Has working on the poem reshaped your relationship to the Tweed?

It's taken me back to places I’ve walked for years that I’m very familiar with and it’s made me reflect. For example, I have a very strong memory from the midst of the Covid-19 pandemic, during that extraordinarily hot summer when we couldn’t go far. I remember walking with my sons and wife and dog to the river, and then just seeing them playing in the river, just hearing them having fun. In such moments, the Tweed felt like a place to be free and escape. We didn’t have to go to the Canary Islands; we could just go to Boleside.

The project also helped me discover parts of the Tweed which I didn’t know, for example between Peebles and Lyne station. I walked a lot: it was almost always me and the dogs, walking and thinking and criss-crossing the border, at a time when borders are so contentious. It’s an area where battles were fought over borders. So it has been a mixture of discovering places anew and revisiting places with significance in my life in order to learn more. To have that time to focus has been a real privilege.

Our programming theme for 2025 is Watery Commons. How do you feel the project speaks to the politics of the river as a shared resource?

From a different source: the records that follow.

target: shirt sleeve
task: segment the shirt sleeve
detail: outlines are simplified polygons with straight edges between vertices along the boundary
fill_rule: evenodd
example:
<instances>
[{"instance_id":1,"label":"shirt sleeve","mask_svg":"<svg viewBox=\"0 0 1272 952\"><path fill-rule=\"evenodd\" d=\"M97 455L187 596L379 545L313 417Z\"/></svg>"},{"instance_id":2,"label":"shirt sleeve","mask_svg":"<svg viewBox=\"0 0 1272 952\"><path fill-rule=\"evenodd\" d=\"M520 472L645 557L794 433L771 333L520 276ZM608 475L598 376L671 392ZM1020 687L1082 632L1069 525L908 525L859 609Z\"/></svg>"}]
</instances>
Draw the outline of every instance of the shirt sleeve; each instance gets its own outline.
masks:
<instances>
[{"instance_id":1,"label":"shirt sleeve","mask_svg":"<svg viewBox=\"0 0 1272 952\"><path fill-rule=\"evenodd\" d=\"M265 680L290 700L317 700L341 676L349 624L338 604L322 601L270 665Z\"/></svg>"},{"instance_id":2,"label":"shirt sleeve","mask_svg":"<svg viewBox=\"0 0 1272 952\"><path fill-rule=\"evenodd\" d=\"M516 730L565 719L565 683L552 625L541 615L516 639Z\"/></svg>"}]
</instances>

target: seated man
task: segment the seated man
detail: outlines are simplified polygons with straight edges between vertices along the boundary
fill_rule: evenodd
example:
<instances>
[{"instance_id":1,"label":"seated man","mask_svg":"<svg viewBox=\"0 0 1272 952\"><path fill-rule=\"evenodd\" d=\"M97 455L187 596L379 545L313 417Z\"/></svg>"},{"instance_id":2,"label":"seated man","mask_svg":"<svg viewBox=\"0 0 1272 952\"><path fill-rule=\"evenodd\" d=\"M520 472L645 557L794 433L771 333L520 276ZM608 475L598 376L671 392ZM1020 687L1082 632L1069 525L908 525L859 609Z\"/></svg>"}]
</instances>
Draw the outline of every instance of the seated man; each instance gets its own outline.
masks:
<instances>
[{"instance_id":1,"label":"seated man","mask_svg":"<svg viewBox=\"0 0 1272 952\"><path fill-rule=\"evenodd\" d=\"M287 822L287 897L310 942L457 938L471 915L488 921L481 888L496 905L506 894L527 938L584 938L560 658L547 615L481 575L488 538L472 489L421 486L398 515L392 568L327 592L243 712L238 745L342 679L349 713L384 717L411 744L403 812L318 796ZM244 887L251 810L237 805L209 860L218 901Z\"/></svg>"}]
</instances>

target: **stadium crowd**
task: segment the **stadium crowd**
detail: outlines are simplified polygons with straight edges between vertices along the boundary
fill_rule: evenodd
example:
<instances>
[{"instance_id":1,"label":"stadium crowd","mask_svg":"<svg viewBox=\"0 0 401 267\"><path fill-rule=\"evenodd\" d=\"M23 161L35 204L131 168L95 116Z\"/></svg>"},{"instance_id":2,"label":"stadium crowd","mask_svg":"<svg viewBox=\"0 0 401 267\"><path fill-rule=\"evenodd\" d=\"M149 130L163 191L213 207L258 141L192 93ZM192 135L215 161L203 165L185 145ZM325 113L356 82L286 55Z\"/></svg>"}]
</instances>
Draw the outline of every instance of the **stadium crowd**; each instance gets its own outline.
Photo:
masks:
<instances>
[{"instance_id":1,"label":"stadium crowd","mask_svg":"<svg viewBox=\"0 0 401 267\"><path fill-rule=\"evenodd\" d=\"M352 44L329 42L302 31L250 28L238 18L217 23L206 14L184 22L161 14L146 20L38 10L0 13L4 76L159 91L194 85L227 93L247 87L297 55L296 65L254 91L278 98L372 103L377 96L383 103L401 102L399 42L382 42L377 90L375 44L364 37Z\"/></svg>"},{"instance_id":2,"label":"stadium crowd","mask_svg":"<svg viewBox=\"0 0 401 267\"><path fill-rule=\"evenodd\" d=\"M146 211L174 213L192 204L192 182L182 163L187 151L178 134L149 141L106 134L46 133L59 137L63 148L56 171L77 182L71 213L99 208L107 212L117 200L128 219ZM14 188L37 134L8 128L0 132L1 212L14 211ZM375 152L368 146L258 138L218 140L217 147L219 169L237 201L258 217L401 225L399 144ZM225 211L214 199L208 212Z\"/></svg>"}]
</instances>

Throughout the research process, I was interested to gather apparently contradictory viewpoints, for example by speaking to both ghillies and environmentalists, to both kayakers and fishers. I had anticipated tensions but actually I found a sharing of knowledge and respect. People had a clear idea of navigating the river in response to others – whether that’s human users or the animals and birds that also share the river with us. It challenged my own preconceived ideas on different uses of the river. The Scottish Environment Protection Agency (SEPA), for example, really value the ghillies because if something is wrong with the river then the ghillies will know before anyone else. There is a shared desire for the river to be healthy, to be used and to be enjoyed. I expected more people saying “this is how it should be” but there was far more openness to seeing the river as a shared space.

That was the research phase. In terms of the book itself, we’re also making sure that copies are distributed to the communities that contributed their stories. It means that the project goes back into the community, with books to be held by libraries, schools and museums. They’re there to be used as a shared resource, in accessible homes but not owned by anyone. There is an audio version, recorded by artist James Wyness, online too. It feels like we’re giving back our view of what the river means and hopefully it will spark future conversations. Right from the beginning, this sense of reciprocity was a key idea – to show that people’s time and stories are appreciated.

Tweed exists in two separate editions: a printed pamphlet and an artists book (limited to 50 copies). The audio version is available online.

To celebrate the launch of Tweed, Craig Aitchison, Rosemary Everett and Georgie Fay are taking part in a panel discussion at Borders Book Festival on Friday 13th June, 8.30pm. The discussion is chaired by Genevieve Fay.

On Sunday 15th June,
Craig is holding a poetry workshop at 4.30pm and Georgie is leading a printmaking workshop at 5pm.

The artists’ book is also on display as part of To the Waters and the Wild, a group exhibition organised by South East Scotland Printmakers and Book Artists, taking place at Priorwood Gardens, Melrose, 12th – 15th June, Thu-Sun, 10am-4pm.